Quicken Loans parent's shares jump on debut after IPO size slashed

(Reuters) – Shares of Rocket Cos Inc RKT.N rose 15% following their New York debut on Thursday, a day after the parent company of U.S. mortgage lender Quicken Loans slashed the targeted size of its initial public offering by over $1 billion.

Rocket shares were trading up at $20.84 after they opened flat at $18.00 a share, the same as its IPO price.

Rocket’s relatively lukewarm flotation comes at a time when U.S. capital markets are in the middle of a stellar recovery after the COVID-19 pandemic put several debuts on hold earlier this year.

The IPO pricing and deal size suggests Rocket struggled to convince investors its mortgage platform business deserved the kind of valuation that is usually handed out to Silicon Valley tech unicorns.

“You’re seeing a low-rate environment in conjunction with decreased (mortgage) applications,” said Michael Underhill, chief investment officer for Capital Innovations, which invests in IPOs.

“So, investors are being very cautious, very surgical and … if it’s not a rock-solid business model, they’re not really interested in buying at the IPO.”

The company sold 100 million shares, down from 150 million it had planned for the IPO, to raise $1.8 billion, which valued the company at around $36 billion.

At its IPO price of $18, it is now the third-largest U.S. listing of 2020, excluding blank-check companies.
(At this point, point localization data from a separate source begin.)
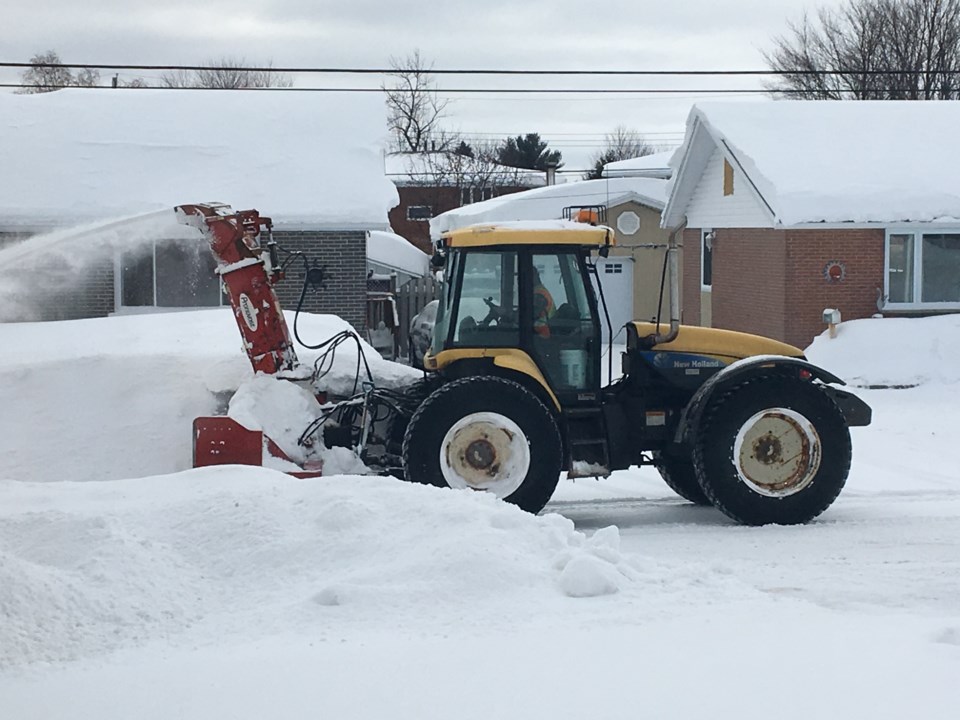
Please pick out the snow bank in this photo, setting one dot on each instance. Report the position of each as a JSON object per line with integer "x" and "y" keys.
{"x": 888, "y": 352}
{"x": 396, "y": 252}
{"x": 94, "y": 567}
{"x": 115, "y": 397}
{"x": 303, "y": 158}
Only Royalty Pharma RPRX.O and Warner Music Group WMG.O have had bigger stock market debuts this year.

Within its original price range of $20-$22, Rocket could have become the largest U.S IPO of the year.

Rocket, founded by billionaire Dan Gilbert in 1985, said earlier this month it expects a profit of more than $3 billion in the second quarter, compared with a loss last year.

Goldman Sachs, Morgan Stanley, Credit Suisse and JPMorgan were among the underwriters for the IPO.